Identifying longitudinal disease trajectories and their clinical associations in 146,000 individuals

Pankhuri Singhal1 (BS), Lindsay Guare1 (BS), Anastasia Lucas1,2 (BS), Colleen Morse1 (DPT), Marta Byrska-Bishop3 (PhD), Marie A. Guerraty1 (MD), Dokyoon Kim1 (PhD), Anurag Verma1,2 (PhD) , and Marylyn D. Ritchie1 (PhD), 1 University of Pennsylvania Perelman School of Medicine, Philadelphia, PA 2Corporal Michael Crescenz VA Medical Center, Philadelphia, PA 3New York Genome Center, New York, NY

Many chronic diseases are associated with hypertension, yet we are unable to determine which future disease states are likely in patients with hypertension. Interrogation of the comorbidity architecture of hypertension using individual-level electronic health record (EHR) data is needed to improve precision medicine strategies for predicting disease trajectories after a hypertension diagnosis. Currently, there is no optimal way to model temporal patterns in longitudinal data by parsing meaningful clinical signals in patient charts.
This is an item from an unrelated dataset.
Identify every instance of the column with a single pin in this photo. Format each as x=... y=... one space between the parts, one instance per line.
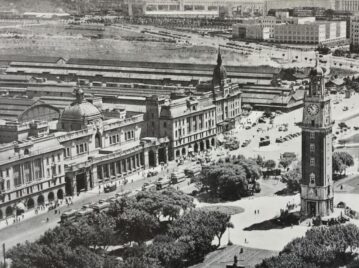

In order to extract "signpost" events (labs, medications, ICD codes) that are most predictive of an individual's disease trajectory, determining correlation structure of clinical variables and identifying significant directionality and order of events is essential. We developed a framework to identify disease trajectories in Penn Medicine EHR data for 146,654 individuals with hypertension (I10*). A disease co-occurrence network was generated using ICD codes for each individual appearing after I10* (3,642 codes). The Ising Model, a probabilistic graphical model, estimated pairwise co-occurrence between each condition considering all other conditions. This generated an undirected comorbidity network of significant ICD pairs. Then, directionality was determined by calculating relative risk (RR) in both directions per pair, yielding 23,729 significant pairs (RR > 1). Each individual was assigned a trajectory, which was assembled using an iterative pairwise RR framework starting from I10* to subsequent ICD neighbors occurring within 5 years. This approach uniquely identified conditions that functioned as markers of disease path. Thus far, our results have yielded various clinical trajectories; for example, some individuals start with type 2 diabetes, then develop chronic kidney disease complications while others develop rheumatic or glaucoma complications. Further simulation experiments are underway to benchmark and clinically validate our approach to train a model to predict comorbid conditions and disease trajectories that may present in the future for individuals with hypertension.